Mike Westbrook and the band in Paris in 1984. Photography: Goddard Arcef Images/Alamy

Britain in the 1970s and 1980s was a golden period for the arts. “The BBC had a jazz chief. This guy had a certain amount of freedom to listen to the bands and invite them back into the studio.” The Arts Council was also generous, and took risks; By the overwhelming support for bold new music, I was encouraged [concert] Promoters of trying new things. This generated “very good audiences” for The Cortège, and the BBC made a documentary about it.

Opening track “Starts Here” is a blast of energy, driven by a sinuous 11/4 beat; Elaborate saxophone lines weave over powerful trombone blasts, creating a complex wall of sound. “It’s in your face. It’s pure energy, and it’s not about anything,” Westbrook says. “It’s an introduction, which then transitions into something different and something different again. The question is: Can the audience handle these changes?”

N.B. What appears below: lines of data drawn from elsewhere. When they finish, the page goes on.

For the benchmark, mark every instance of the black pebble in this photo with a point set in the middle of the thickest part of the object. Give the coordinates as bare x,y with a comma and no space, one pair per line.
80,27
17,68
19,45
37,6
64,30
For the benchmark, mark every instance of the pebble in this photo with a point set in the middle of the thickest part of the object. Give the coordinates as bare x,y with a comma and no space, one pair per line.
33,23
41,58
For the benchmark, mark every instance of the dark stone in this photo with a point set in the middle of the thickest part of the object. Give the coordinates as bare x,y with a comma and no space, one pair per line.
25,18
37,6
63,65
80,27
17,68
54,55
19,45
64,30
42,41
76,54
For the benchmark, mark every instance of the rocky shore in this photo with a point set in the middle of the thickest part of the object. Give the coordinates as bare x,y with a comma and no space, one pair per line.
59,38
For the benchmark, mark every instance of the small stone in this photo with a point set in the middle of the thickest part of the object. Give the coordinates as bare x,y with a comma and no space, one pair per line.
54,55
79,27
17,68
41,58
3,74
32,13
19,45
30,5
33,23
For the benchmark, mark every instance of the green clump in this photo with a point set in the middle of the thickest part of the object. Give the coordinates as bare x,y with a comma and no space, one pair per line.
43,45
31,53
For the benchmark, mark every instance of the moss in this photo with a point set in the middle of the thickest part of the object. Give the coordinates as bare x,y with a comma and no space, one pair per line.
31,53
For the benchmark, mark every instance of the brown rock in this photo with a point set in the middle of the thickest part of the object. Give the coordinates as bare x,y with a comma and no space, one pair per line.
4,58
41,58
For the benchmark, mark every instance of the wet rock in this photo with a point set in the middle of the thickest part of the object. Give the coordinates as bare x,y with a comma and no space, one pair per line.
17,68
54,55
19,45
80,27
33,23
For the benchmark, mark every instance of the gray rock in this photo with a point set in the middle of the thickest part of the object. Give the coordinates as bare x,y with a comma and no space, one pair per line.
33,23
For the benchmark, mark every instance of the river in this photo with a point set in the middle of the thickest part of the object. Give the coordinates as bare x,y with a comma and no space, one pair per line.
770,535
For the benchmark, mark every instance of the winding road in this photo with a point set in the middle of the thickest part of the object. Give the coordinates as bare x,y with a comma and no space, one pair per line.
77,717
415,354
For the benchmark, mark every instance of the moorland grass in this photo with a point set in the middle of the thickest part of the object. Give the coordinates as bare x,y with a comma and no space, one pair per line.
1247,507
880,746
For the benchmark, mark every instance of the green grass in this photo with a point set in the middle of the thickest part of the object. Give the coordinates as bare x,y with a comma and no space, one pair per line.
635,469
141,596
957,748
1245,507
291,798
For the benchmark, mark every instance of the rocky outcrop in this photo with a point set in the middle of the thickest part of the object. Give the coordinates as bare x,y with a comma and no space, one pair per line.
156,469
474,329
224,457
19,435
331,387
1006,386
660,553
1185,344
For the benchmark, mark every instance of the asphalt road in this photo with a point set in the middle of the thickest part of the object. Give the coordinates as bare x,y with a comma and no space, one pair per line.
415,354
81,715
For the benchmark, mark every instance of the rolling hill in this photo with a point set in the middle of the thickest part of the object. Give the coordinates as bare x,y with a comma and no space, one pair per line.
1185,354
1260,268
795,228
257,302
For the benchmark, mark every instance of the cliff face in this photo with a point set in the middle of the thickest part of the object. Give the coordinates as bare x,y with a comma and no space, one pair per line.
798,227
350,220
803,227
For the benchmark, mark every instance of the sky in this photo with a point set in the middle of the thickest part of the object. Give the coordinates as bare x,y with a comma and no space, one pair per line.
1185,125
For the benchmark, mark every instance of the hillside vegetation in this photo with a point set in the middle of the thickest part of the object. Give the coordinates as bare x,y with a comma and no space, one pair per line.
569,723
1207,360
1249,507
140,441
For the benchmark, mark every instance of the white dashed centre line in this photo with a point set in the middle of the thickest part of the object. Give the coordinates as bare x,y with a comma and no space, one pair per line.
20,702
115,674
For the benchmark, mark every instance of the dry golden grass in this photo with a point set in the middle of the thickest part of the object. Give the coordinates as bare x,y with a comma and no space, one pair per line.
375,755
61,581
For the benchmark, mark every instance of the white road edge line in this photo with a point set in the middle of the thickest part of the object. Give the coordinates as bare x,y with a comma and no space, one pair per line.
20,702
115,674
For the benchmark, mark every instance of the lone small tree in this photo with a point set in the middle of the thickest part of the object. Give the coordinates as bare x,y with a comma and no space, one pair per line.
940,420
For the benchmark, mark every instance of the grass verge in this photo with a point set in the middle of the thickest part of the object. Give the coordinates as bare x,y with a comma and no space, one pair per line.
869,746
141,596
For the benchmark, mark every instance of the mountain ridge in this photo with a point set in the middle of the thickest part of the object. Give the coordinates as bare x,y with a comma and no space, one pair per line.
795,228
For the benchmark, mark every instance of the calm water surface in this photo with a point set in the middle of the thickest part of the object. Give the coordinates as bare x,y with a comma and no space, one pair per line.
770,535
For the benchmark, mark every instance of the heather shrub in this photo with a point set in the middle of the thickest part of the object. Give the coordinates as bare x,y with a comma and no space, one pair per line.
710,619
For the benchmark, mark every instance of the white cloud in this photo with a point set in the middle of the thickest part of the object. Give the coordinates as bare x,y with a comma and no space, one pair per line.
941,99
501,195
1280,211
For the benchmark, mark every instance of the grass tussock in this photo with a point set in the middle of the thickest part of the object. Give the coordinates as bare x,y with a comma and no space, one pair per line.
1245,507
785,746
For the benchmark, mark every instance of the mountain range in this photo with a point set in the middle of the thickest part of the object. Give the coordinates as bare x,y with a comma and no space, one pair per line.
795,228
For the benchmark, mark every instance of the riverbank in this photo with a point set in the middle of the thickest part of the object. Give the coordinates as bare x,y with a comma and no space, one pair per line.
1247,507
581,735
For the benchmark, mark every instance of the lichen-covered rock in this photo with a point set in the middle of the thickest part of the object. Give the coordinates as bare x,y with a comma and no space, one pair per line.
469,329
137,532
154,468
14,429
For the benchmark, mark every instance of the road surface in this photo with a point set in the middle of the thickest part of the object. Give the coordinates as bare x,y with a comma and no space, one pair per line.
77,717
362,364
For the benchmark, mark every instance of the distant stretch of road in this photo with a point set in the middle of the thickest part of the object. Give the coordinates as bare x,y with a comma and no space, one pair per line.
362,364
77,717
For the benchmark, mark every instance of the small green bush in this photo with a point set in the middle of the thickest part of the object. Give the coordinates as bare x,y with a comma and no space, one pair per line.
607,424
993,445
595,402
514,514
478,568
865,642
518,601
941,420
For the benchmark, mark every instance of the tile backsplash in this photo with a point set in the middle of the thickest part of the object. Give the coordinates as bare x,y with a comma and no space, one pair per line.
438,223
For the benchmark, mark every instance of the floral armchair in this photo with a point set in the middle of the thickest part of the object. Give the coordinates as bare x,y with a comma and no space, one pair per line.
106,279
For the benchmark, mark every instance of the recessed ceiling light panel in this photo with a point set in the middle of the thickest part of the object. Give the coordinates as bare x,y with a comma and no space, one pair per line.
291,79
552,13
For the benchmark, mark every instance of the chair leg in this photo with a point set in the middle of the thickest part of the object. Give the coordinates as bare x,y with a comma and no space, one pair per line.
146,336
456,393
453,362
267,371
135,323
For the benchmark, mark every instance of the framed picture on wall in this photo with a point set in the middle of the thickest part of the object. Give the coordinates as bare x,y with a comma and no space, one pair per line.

As for Santarcangelo, it’s based on the 11/8 time signature, which Westbrook admits is “difficult to play. I didn’t really start with a plan… I wrote a little bit of television music for the Stephen Poliakoff movie Caught on a Train that used a brass band. One of the scenes I wrote was about a speeding train at dawn, and that was all I had in mind.” And the use of Jerusalem? “Suggested by Kate: It has the perfect feel for contemporary popular music.”

Throughout his musical career, Westbrook successfully broke down barriers and tried new things: after The Cortège came the London Bridge Is Broken Down project in 1987, a large-scale composition for voice, jazz orchestra and chamber orchestra. Critics praised Westbrook’s range and control of orchestral color. The Irish Times declared it “out of classification”.

In 1992, he led the first jazz orchestra to play at the BBC Proms, performing big band versions of Rossini. They faced a hostile reaction. “At first, the partygoers stood with their backs to the stage. Then they gradually came back, and by the end when we played a rock version of William Tell’s overture, they were all dancing. But we got some hate mail after that.”

Even at 89, and despite health difficulties, he is learning new things: at the moment, it’s church bells, a collaboration with composer Marcus Verget in a disused church in Highhampton, Devon. Kate, who remains his central creative partner, wrote the lyrics for the piece. “This has led me into a completely new and somewhat strange area, which I can’t even begin to describe. It’s a completely different musical language,” he says. “You have three bells, A, C, and D, and I’m trying to find out what you can do with all these bells.”

As he continues to count scores and records throughout his life, he knows how lucky he has been. “I’ve been allowed to experiment, make mistakes, spend a lot of time on the road, and figure out what it’s all about. Music is serious business.”

Cortège Live at the BBC 1980 was released on November 14 by Cadillac Records.